🤖 AI Summary
This work addresses phase retrieval from severely undersampled structured random Fourier magnitude measurements. Unlike conventional approaches that neglect prior knowledge, we propose a reconstruction framework that explicitly incorporates deep learning–driven image priors—specifically, generative models and self-supervised regularization—to capture the intrinsic structural properties of natural images. Our method achieves high-fidelity complex-valued signal recovery far below the classical Nyquist–Shannon sampling limit, even surpassing the weak recovery theoretical threshold. Experiments demonstrate substantial improvements in reconstruction quality and robustness, effectively decoupling phase retrieval from high sampling rates. Notably, stable convergence and high fidelity are maintained at extremely low sampling ratios (e.g., <10% of Fourier coefficients).
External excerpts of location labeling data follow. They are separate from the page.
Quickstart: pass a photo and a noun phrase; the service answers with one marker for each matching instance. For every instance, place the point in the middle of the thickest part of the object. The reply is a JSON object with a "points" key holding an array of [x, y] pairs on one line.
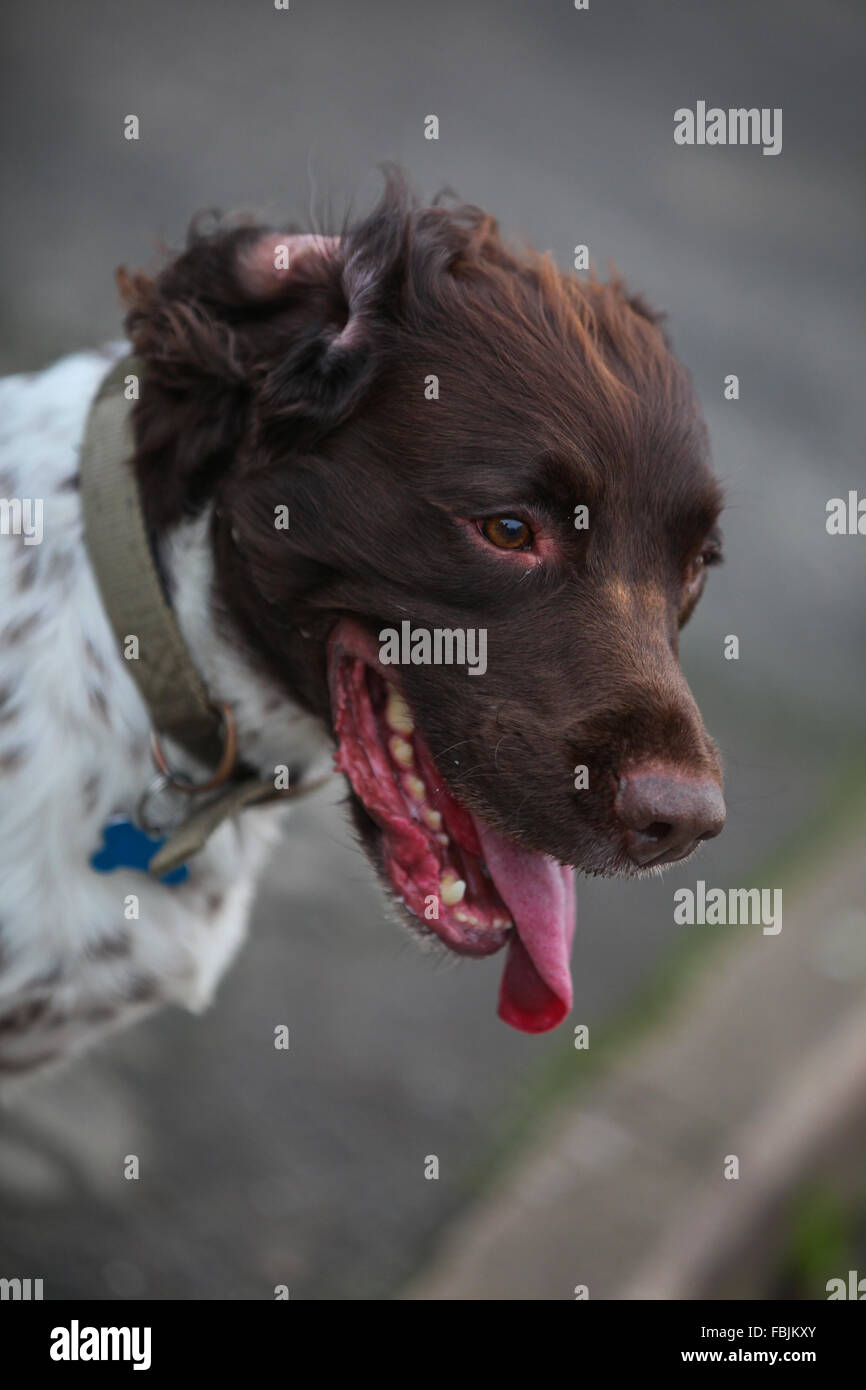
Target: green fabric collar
{"points": [[136, 605]]}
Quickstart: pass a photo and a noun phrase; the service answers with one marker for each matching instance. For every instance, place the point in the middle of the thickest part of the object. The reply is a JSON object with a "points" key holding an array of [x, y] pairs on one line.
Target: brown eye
{"points": [[506, 533]]}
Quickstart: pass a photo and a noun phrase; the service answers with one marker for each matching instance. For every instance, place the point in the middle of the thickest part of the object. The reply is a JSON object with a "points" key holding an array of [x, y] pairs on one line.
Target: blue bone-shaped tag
{"points": [[127, 847]]}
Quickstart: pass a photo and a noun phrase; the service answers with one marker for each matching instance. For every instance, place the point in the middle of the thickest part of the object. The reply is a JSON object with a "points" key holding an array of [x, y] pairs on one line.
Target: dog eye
{"points": [[506, 533], [694, 574]]}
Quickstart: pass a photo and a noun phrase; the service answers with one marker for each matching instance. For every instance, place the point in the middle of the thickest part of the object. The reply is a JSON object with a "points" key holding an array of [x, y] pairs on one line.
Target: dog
{"points": [[463, 441]]}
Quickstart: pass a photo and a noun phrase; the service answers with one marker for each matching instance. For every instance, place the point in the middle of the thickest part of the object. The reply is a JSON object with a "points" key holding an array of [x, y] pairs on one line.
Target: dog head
{"points": [[499, 516]]}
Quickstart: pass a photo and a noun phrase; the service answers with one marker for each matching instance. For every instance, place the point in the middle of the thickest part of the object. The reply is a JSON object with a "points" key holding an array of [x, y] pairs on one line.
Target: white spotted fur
{"points": [[71, 963]]}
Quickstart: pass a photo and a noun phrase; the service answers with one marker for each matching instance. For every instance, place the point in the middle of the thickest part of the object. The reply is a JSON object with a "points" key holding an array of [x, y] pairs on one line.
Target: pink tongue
{"points": [[535, 991]]}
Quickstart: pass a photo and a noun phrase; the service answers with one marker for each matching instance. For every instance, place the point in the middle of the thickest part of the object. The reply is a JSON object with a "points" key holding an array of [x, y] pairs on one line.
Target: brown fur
{"points": [[553, 391]]}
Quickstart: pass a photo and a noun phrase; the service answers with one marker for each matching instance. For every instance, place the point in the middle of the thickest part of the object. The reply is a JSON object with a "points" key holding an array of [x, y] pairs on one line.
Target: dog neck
{"points": [[273, 730]]}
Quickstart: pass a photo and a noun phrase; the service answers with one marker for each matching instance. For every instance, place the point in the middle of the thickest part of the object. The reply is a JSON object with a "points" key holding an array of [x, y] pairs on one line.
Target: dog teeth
{"points": [[452, 890], [398, 713], [414, 787], [401, 751]]}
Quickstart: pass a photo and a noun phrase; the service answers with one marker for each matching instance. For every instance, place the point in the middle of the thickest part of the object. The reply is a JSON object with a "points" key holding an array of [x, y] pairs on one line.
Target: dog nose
{"points": [[666, 812]]}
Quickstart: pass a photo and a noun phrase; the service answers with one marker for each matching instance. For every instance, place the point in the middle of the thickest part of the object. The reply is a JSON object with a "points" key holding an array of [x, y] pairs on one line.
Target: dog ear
{"points": [[245, 334]]}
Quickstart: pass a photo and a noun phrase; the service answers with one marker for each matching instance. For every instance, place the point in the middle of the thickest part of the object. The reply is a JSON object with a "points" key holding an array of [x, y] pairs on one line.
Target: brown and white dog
{"points": [[473, 448]]}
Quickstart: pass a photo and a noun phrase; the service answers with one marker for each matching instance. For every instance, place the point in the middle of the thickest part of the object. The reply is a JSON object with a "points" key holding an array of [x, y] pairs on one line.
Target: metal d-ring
{"points": [[224, 770]]}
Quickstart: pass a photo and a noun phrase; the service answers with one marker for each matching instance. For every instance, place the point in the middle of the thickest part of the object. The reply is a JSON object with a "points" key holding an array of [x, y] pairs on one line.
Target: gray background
{"points": [[306, 1168]]}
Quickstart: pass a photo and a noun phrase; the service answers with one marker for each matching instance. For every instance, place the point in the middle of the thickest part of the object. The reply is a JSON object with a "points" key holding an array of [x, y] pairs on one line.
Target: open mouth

This advances computational imaging and coherent diffraction imaging by establishing a scalable, prior-driven paradigm for solving ill-posed inverse problems.
📝 Abstract
Phase retrieval seeks to recover a complex signal from amplitude-only measurements, a challenging nonlinear inverse problem. Current theory and algorithms often ignore signal priors. By contrast, we evaluate here a variety of image priors in the context of severe undersampling with structured random Fourier measurements. Our results show that those priors significantly improve reconstruction, allowing accurate reconstruction even below the weak recovery threshold.